Pretty soon, all I can think about is being at that Boris (not nominated) show and hearing the first bar of "Electric". There wasn't a place on the fucking planet I wanted to be, but five feet from Wata, getting my world rocked. That is fucking music! Visceral, blood-pumping, heart-pounding emotion. An experience! WE'RE FUCKING ALIVE! This is something I will tell the kids about. Not the time I saw Ludacris half-ass his way around stage rapping some song with no bite (no bark, even) about runaways. Is there any feeling in all of this? Yeah, I see the pictures flashing, but this - this is going to beat out Clipse? Lupe Fiasco? There's no heart in it.

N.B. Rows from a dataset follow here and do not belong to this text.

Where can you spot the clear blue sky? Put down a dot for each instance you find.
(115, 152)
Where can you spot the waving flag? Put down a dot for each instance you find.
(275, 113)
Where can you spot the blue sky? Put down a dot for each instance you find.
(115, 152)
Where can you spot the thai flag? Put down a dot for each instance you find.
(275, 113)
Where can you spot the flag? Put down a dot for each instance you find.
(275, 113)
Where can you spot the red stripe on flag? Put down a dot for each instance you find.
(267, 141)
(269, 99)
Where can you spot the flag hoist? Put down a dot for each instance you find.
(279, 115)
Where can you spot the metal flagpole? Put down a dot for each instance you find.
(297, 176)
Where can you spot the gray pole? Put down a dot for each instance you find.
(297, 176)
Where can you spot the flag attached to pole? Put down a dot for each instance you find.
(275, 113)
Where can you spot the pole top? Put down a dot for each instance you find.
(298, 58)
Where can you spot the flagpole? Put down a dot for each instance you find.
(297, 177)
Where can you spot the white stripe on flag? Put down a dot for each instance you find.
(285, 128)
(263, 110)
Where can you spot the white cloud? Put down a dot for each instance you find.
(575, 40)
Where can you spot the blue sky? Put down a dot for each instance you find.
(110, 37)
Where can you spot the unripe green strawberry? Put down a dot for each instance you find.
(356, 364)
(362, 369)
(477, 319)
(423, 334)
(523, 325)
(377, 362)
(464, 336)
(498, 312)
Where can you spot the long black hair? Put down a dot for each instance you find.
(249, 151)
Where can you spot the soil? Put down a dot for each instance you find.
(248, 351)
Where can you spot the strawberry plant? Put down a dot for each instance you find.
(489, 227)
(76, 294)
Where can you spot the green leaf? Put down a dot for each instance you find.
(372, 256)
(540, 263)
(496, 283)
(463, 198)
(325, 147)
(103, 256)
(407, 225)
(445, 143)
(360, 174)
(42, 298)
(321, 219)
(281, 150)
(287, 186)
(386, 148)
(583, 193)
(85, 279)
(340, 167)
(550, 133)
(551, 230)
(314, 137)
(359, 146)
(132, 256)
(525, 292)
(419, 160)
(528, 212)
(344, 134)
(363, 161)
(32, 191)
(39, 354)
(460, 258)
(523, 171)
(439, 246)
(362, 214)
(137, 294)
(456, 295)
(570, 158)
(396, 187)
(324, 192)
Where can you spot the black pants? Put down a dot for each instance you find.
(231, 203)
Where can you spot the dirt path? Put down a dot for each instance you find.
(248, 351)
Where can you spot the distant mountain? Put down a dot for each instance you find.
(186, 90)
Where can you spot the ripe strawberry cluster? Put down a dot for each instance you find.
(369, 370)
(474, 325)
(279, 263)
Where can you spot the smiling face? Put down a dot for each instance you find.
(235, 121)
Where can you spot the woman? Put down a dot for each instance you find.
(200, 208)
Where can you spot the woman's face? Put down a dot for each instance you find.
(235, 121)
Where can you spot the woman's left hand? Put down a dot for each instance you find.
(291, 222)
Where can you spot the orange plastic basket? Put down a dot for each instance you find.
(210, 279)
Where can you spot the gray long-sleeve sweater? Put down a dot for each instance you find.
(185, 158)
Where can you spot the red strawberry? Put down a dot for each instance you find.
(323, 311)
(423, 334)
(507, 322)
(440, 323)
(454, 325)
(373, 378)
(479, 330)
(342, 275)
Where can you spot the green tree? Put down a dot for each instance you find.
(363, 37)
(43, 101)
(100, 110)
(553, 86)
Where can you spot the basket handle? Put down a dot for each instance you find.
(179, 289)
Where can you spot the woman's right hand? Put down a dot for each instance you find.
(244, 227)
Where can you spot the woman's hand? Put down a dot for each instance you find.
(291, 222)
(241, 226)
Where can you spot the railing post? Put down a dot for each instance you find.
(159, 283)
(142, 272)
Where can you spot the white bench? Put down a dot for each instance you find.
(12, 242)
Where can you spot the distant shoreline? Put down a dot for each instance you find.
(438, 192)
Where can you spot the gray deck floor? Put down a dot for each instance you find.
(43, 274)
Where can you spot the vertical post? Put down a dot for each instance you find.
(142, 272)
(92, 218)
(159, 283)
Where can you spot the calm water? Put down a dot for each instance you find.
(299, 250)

I was in fucking tears at Coachella the first time I saw TV On The Radio (not nominated). Tears. They were that fucking good. I was visibly shaken when they were done and I hadn't even heard the second album yet. My first listen was right there. They were affecting. They left an impression. And in turn, made me a fan for life. You know why? Because its in their makeup. They are artists. No one's telling them that they need to do this or do that or wear Dolce and drink a Heineken. They come out to fucking blow your mind because it is art and they are artists. Art! Where is the art in a song called "Jesus Take The Wheel" (nominated x3)? Fuck, if the Grammys were a bus we would need Jesus driving it - get him behind the wheel quick! - because it's going off the road into a deep ravine next to the wreckage that is mainstream radio, major label record companies, and hair bands.

Inhale. Exhale. Breathe.

I'm going to lunch. Gonna listen to some Cloud Cult (not nominated, never going to be nominated, and they don't care). This new album is so good I don't know what to do with myself. I don't even know what genre it is. It's just Cloud Cult. Two classic albums one after the other. Talk about a fucking band that rocks. Live. In the studio. Just fucking rocks. And they do it all themselves. Write. Record. Produce. Ship. Shit, I wouldn't be surprised if they weave their t-shirts by hand. I don't know, maybe there's some person out there that flipped out when Beyonce performed. Maybe it literally ripped them to shreds inside to hear her hit every note. I was sitting there wondering if Jay-Z cheats on her. If he actually cheats on her. I was that non-plussed, unimpressed, unengaged. I was daydreaming, I was somewhere else entirely. I could, simply, care less about what was beaming through the cathode ray matrix of death.

The really fucking scary thing is that a lot of people watching the Grammys that actually enjoyed it, were probably just as numb to it. Just as unengaged. Because that is what we do. We sit down in front of the TV and grow numb. We don't know what's good or what's bad. Because someone's going to make that decision for us. Fuck the war. Fuck the news. Fuck my job. Fuck the bills. Let's fucking disassociate through reality TV. Let's severe all ties with the living through sloth. If the shoe fits, your epitaph reads: "I heard it's Hollywood Week on American Idol. I'll watch. I've got nothing better to do."

2 comments:

Anonymous said...

just watch this

http://www.youtube.com/watch?v=42GjvWtiWzo

you will feel better...trust me

RC said...

wow...that was some of the longest 100 words I've ever read.

it doesn't really seem like you cared much for the grammys this year. the grammy's are so gooft because there's so many awards...it's overkill.